Gastrointestinal stromal tumor medical therapy

Editor-In-Chief: C. Michael Gibson, M.S., M.D. [1]Associate Editor(s)-in-Chief: Parminder Dhingra, M.D. [2]

Overview

Medical Therapy

Treatment Option Overview for GIST

• Surgical Therapy
• Chemotherapy
• Tyrosine Kinase Inhibitor Therapy

Chemotherapy

Before the advent of molecularly targeted therapy with TKI, efforts to treat GIST with conventional cytotoxic chemotherapy were essentially futile. The extreme resistance of GIST to chemotherapy may be caused, in part, by the increased expression of P-glycoprotein, the product of the MDR-1 (multidrug resistance-1) gene, and MRP1 (multidrug resistance protein-1), which are cellular efflux pumps that may prevent chemotherapeutic agents from reaching therapeutic intracellular concentrations in GIST. There is universal agreement that standard chemotherapy has no role in the primary therapy of GIST.

• Most small GISTs (<5 and especially <2 cm) with a low rate of mitosis (<5 dividing cells per 50 high-power fields) are benign and,after surgery, do not require adjuvant therapy.
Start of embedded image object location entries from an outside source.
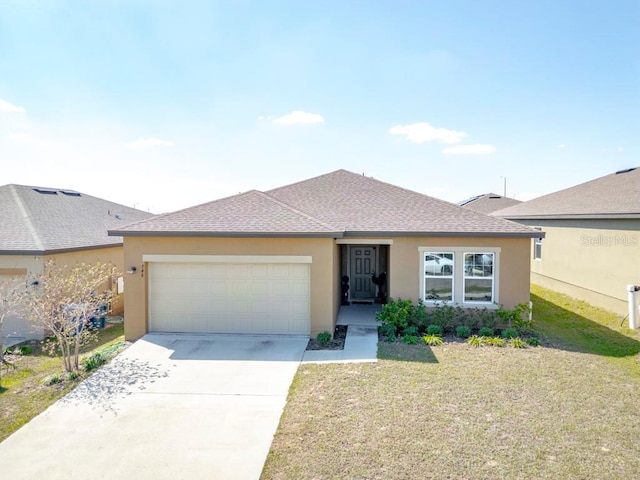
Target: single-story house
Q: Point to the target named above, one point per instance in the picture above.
(591, 249)
(284, 260)
(488, 202)
(41, 223)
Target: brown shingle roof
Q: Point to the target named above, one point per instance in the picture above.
(336, 204)
(38, 220)
(488, 202)
(617, 194)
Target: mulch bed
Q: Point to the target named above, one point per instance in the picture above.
(336, 343)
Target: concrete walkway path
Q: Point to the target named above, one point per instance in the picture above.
(361, 344)
(170, 406)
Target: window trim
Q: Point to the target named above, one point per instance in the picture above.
(452, 276)
(458, 274)
(465, 277)
(537, 246)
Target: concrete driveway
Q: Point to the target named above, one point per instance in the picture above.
(170, 406)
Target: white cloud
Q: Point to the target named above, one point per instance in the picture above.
(10, 107)
(298, 117)
(423, 132)
(150, 142)
(475, 149)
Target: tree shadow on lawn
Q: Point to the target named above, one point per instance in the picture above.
(406, 353)
(571, 331)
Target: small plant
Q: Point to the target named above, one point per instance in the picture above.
(533, 341)
(323, 338)
(388, 331)
(410, 339)
(94, 361)
(518, 343)
(432, 340)
(495, 341)
(434, 330)
(509, 333)
(485, 332)
(52, 380)
(463, 331)
(412, 330)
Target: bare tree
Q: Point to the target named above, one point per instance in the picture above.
(11, 294)
(63, 301)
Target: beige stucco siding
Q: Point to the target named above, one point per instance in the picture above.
(591, 260)
(323, 271)
(513, 274)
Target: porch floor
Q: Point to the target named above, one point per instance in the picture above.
(361, 315)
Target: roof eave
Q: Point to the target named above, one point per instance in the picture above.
(226, 234)
(574, 216)
(532, 234)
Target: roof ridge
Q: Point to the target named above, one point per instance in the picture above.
(296, 210)
(26, 217)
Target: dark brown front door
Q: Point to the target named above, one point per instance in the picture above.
(362, 266)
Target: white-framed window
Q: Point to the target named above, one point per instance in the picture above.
(537, 246)
(459, 275)
(438, 276)
(478, 277)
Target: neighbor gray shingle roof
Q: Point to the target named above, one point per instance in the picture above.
(336, 204)
(35, 222)
(617, 194)
(488, 202)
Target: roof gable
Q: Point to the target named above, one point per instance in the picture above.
(617, 194)
(336, 204)
(488, 202)
(39, 220)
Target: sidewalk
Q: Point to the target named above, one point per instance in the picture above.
(361, 344)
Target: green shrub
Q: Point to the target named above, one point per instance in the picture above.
(533, 341)
(518, 343)
(396, 313)
(509, 333)
(434, 330)
(432, 340)
(485, 332)
(323, 338)
(388, 331)
(93, 361)
(52, 380)
(410, 339)
(411, 330)
(463, 331)
(494, 341)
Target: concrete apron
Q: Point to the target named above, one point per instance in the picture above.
(170, 406)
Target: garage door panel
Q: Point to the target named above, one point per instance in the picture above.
(229, 298)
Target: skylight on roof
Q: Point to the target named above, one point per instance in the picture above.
(45, 191)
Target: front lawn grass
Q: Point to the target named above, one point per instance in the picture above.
(23, 394)
(565, 410)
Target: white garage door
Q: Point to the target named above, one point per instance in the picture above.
(229, 297)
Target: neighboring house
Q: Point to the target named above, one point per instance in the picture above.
(273, 262)
(70, 227)
(488, 202)
(591, 250)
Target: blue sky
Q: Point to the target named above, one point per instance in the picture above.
(163, 105)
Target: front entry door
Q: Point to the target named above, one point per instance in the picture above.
(362, 266)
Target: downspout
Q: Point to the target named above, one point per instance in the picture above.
(633, 305)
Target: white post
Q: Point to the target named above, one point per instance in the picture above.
(633, 306)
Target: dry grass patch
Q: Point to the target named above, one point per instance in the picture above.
(23, 393)
(458, 412)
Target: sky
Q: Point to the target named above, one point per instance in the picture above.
(161, 105)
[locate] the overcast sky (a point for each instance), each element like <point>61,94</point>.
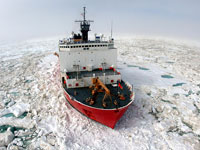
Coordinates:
<point>25,19</point>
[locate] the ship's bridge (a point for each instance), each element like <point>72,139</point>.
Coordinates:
<point>80,45</point>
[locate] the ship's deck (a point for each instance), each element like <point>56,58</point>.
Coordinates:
<point>83,93</point>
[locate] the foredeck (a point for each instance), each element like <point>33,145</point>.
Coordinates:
<point>81,94</point>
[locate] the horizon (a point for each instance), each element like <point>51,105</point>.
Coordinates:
<point>24,19</point>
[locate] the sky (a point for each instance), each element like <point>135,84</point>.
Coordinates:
<point>26,19</point>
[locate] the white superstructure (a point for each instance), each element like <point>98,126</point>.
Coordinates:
<point>81,59</point>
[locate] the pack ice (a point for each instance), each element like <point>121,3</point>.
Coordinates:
<point>165,114</point>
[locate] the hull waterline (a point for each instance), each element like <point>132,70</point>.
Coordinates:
<point>108,117</point>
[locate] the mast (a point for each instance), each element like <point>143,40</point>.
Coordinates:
<point>85,26</point>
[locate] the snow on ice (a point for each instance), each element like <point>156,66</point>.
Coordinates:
<point>165,114</point>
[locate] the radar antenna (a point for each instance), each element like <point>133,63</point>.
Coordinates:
<point>85,26</point>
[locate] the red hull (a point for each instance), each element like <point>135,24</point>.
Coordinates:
<point>108,117</point>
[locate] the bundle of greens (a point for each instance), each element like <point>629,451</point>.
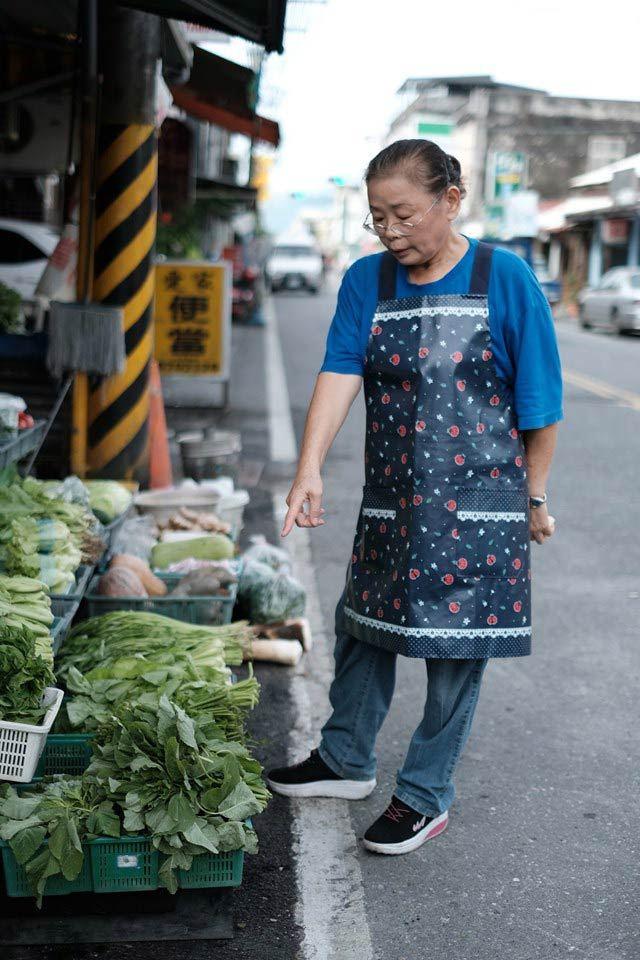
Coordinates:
<point>156,771</point>
<point>108,499</point>
<point>93,701</point>
<point>43,549</point>
<point>25,670</point>
<point>134,642</point>
<point>25,603</point>
<point>28,498</point>
<point>47,827</point>
<point>172,778</point>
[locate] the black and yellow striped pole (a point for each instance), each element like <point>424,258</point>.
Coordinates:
<point>125,229</point>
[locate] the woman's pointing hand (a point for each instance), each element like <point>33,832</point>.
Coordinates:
<point>306,489</point>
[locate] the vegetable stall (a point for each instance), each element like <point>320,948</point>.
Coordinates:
<point>122,624</point>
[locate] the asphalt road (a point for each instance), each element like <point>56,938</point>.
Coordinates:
<point>541,856</point>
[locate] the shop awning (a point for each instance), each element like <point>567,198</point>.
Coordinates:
<point>224,93</point>
<point>228,192</point>
<point>259,20</point>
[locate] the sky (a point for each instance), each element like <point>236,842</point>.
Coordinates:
<point>333,91</point>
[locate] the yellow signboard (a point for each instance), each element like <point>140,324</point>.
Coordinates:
<point>193,317</point>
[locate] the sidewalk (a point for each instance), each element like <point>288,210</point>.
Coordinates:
<point>265,905</point>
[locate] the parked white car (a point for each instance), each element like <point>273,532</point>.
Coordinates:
<point>25,249</point>
<point>614,303</point>
<point>294,266</point>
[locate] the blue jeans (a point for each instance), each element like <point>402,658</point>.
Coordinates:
<point>361,695</point>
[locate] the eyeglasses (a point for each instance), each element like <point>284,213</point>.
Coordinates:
<point>402,228</point>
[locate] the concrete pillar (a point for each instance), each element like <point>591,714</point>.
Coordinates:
<point>554,264</point>
<point>595,255</point>
<point>633,254</point>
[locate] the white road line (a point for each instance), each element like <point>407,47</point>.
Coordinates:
<point>331,906</point>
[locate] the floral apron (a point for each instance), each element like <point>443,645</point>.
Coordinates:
<point>440,564</point>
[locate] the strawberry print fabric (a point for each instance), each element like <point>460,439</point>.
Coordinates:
<point>440,563</point>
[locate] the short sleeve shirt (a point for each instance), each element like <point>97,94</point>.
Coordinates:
<point>523,338</point>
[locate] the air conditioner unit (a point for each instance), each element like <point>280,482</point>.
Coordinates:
<point>34,134</point>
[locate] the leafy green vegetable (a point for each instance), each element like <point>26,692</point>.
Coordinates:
<point>28,498</point>
<point>108,499</point>
<point>47,827</point>
<point>25,671</point>
<point>25,603</point>
<point>171,776</point>
<point>128,644</point>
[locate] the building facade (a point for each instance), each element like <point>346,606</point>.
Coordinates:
<point>510,138</point>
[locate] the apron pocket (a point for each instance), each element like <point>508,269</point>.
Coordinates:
<point>493,532</point>
<point>378,529</point>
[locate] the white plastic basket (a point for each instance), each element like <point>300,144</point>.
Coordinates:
<point>21,744</point>
<point>231,508</point>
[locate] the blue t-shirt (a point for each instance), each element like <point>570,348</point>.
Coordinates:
<point>523,338</point>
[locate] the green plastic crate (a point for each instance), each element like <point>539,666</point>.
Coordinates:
<point>213,870</point>
<point>56,630</point>
<point>123,865</point>
<point>17,883</point>
<point>213,610</point>
<point>68,753</point>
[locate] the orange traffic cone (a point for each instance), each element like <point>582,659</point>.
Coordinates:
<point>160,473</point>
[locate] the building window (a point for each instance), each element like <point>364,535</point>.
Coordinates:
<point>604,150</point>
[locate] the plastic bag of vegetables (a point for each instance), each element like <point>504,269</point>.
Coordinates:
<point>269,597</point>
<point>261,551</point>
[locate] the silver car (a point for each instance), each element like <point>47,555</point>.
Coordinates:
<point>614,303</point>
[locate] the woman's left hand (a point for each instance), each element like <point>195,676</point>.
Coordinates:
<point>541,525</point>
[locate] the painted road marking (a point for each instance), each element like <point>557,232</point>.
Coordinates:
<point>602,389</point>
<point>282,439</point>
<point>331,905</point>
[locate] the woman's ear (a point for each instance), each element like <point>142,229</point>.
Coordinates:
<point>453,200</point>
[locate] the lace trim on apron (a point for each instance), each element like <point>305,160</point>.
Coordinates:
<point>441,311</point>
<point>490,515</point>
<point>493,633</point>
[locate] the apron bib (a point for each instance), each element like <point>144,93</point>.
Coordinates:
<point>440,563</point>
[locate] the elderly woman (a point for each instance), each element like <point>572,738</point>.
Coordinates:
<point>455,344</point>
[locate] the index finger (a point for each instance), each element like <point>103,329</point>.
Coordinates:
<point>293,511</point>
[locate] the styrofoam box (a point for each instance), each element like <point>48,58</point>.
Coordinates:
<point>21,744</point>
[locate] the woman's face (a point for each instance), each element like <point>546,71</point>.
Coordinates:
<point>396,198</point>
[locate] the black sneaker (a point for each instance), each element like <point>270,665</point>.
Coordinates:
<point>313,778</point>
<point>401,829</point>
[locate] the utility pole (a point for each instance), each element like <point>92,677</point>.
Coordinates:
<point>125,230</point>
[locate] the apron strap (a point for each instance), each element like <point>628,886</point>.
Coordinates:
<point>387,277</point>
<point>481,269</point>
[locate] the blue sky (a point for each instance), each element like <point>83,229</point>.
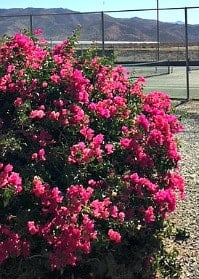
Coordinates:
<point>105,5</point>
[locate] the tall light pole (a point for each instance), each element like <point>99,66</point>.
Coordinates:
<point>158,30</point>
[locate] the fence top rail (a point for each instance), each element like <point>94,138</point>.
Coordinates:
<point>101,12</point>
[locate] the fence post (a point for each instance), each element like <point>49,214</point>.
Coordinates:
<point>31,25</point>
<point>187,52</point>
<point>102,18</point>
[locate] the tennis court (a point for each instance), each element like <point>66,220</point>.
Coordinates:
<point>171,80</point>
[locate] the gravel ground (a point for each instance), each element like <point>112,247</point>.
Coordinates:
<point>186,217</point>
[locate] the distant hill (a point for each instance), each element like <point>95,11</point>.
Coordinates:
<point>58,24</point>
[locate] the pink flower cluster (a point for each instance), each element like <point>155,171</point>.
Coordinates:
<point>110,151</point>
<point>9,178</point>
<point>12,244</point>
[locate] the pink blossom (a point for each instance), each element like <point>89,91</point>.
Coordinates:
<point>114,236</point>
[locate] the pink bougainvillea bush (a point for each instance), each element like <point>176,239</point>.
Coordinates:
<point>89,165</point>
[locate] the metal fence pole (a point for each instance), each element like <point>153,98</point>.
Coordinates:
<point>187,52</point>
<point>158,32</point>
<point>102,18</point>
<point>31,24</point>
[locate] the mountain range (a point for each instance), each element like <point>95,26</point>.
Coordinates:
<point>58,24</point>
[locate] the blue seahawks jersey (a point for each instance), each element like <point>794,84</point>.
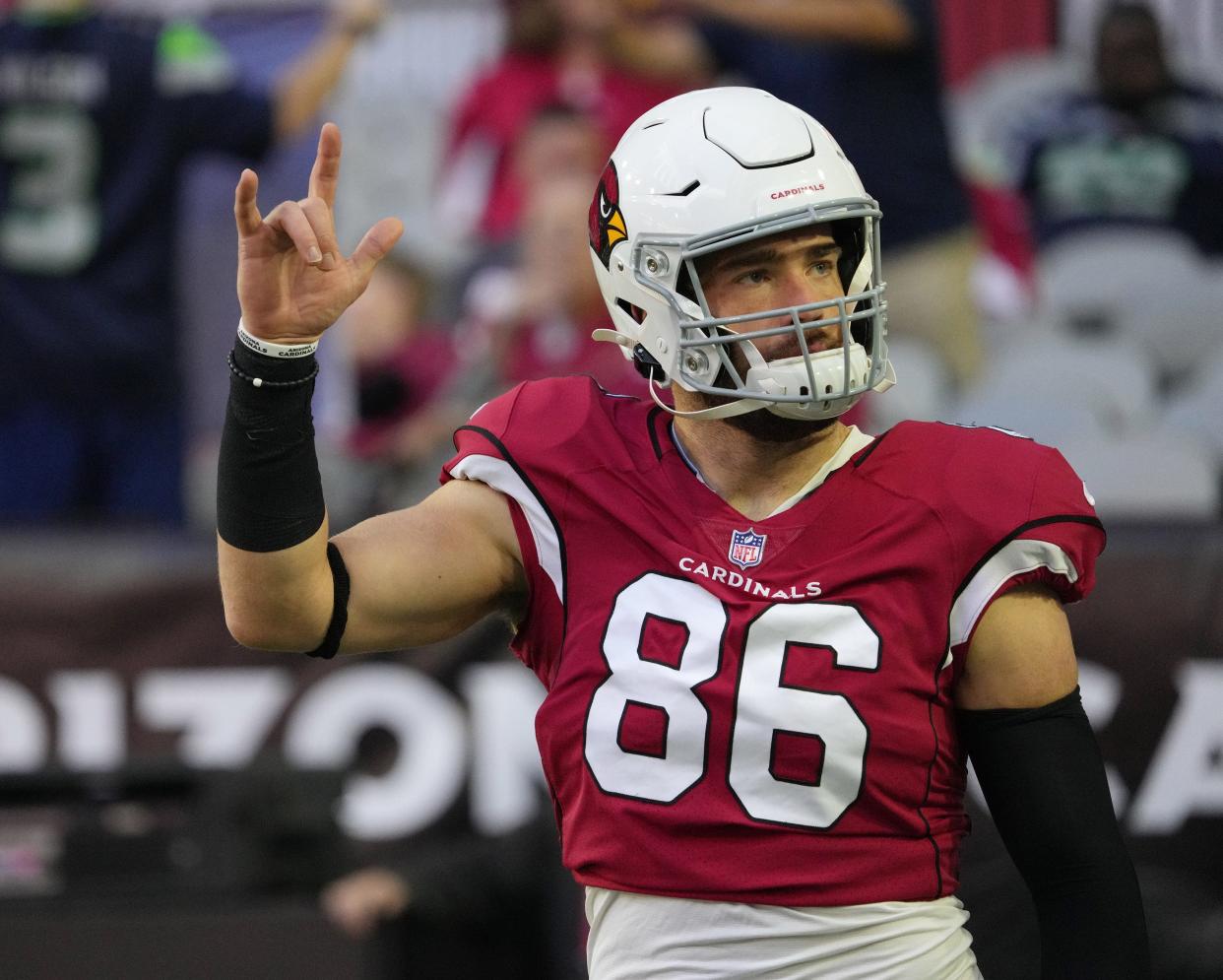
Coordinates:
<point>97,119</point>
<point>1082,164</point>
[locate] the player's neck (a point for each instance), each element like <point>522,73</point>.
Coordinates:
<point>752,475</point>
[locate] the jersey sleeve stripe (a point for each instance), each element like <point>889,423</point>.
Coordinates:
<point>504,478</point>
<point>1016,556</point>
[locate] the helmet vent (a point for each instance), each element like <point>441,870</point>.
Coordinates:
<point>686,191</point>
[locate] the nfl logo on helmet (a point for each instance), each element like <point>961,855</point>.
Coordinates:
<point>746,549</point>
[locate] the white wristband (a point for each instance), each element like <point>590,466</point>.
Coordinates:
<point>274,350</point>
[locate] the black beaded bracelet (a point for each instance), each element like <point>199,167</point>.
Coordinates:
<point>261,383</point>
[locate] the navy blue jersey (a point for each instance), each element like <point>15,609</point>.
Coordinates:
<point>884,107</point>
<point>97,119</point>
<point>1080,163</point>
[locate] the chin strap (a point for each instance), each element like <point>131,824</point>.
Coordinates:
<point>739,407</point>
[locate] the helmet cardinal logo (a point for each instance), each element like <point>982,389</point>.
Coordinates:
<point>607,224</point>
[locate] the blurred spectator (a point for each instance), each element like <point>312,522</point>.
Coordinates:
<point>536,316</point>
<point>869,70</point>
<point>399,363</point>
<point>498,905</point>
<point>97,117</point>
<point>559,51</point>
<point>527,317</point>
<point>1135,146</point>
<point>399,359</point>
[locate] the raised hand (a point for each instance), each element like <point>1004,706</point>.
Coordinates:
<point>292,281</point>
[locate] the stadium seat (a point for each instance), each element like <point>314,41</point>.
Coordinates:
<point>1146,286</point>
<point>1197,408</point>
<point>1157,476</point>
<point>924,385</point>
<point>1052,385</point>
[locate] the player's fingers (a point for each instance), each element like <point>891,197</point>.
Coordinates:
<point>291,221</point>
<point>374,246</point>
<point>246,212</point>
<point>319,216</point>
<point>325,172</point>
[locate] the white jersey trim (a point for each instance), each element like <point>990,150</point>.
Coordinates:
<point>501,476</point>
<point>1016,556</point>
<point>640,935</point>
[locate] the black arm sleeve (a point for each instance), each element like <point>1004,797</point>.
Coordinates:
<point>1044,778</point>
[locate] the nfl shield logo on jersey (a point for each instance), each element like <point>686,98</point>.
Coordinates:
<point>746,549</point>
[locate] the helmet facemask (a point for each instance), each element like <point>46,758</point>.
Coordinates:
<point>717,169</point>
<point>807,385</point>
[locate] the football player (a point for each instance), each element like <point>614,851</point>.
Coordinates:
<point>769,641</point>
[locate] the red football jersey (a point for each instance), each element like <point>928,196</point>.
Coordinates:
<point>761,711</point>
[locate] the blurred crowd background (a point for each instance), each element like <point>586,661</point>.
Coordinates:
<point>1051,175</point>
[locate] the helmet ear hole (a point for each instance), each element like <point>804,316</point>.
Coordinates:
<point>850,237</point>
<point>683,284</point>
<point>636,312</point>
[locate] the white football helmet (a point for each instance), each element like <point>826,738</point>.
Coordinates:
<point>713,169</point>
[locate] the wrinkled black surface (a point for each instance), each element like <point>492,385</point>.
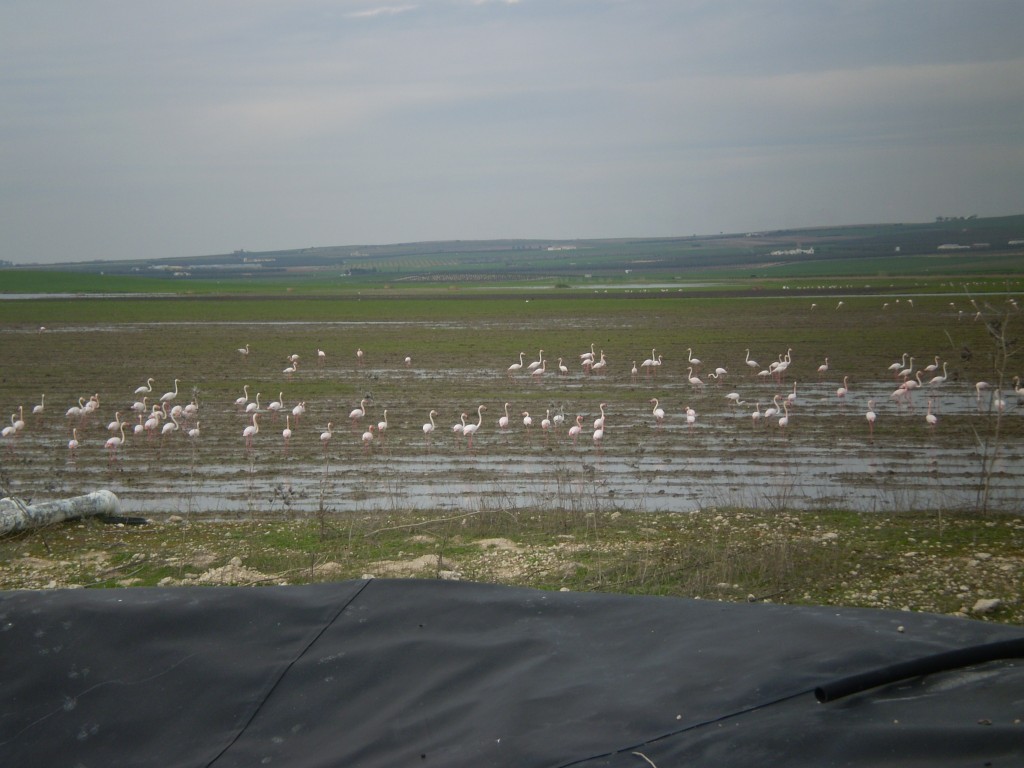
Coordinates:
<point>400,673</point>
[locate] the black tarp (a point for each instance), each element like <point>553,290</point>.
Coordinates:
<point>387,673</point>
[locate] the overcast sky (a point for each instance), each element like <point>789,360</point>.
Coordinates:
<point>135,129</point>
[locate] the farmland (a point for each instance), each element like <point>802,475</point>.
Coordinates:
<point>628,510</point>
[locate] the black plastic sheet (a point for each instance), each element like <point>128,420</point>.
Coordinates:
<point>398,673</point>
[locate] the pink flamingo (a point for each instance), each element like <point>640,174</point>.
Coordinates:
<point>470,429</point>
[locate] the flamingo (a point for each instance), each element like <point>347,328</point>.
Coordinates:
<point>327,434</point>
<point>251,431</point>
<point>470,429</point>
<point>358,413</point>
<point>576,429</point>
<point>458,428</point>
<point>252,408</point>
<point>113,443</point>
<point>783,422</point>
<point>516,367</point>
<point>276,404</point>
<point>241,401</point>
<point>537,373</point>
<point>691,417</point>
<point>936,380</point>
<point>168,396</point>
<point>657,412</point>
<point>171,426</point>
<point>753,365</point>
<point>905,373</point>
<point>646,365</point>
<point>429,427</point>
<point>694,380</point>
<point>898,366</point>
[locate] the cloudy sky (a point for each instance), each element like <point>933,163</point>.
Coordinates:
<point>141,129</point>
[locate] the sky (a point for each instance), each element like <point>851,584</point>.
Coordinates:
<point>132,129</point>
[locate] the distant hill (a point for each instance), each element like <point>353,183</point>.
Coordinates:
<point>524,259</point>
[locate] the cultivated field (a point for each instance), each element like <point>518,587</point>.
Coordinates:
<point>644,473</point>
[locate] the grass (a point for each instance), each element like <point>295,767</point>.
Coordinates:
<point>921,560</point>
<point>907,561</point>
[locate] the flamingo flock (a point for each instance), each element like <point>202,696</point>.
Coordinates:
<point>165,418</point>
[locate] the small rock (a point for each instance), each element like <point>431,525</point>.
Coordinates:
<point>986,605</point>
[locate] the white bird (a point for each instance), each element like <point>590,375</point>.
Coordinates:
<point>470,429</point>
<point>251,431</point>
<point>241,401</point>
<point>516,367</point>
<point>694,380</point>
<point>753,365</point>
<point>171,426</point>
<point>936,380</point>
<point>657,412</point>
<point>429,427</point>
<point>168,396</point>
<point>576,429</point>
<point>358,413</point>
<point>327,434</point>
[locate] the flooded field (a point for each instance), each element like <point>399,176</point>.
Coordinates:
<point>826,455</point>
• Larger GISTs (>5 cm), and especially when the cell division rate is high (>6 mitoses/50 HPF), may disseminate and/or recur.

• Until recently, GISTs were notorious for being resistant to chemotherapy, with a success rate of <5%. Recently, the c-kit tyrosine kinase inhibitor imatinib, a drug initially marketed for chronic myelogenous leukemia, was found to be useful in treating GISTs, leading to a 40-70% response rate in metastatic or inoperable cases.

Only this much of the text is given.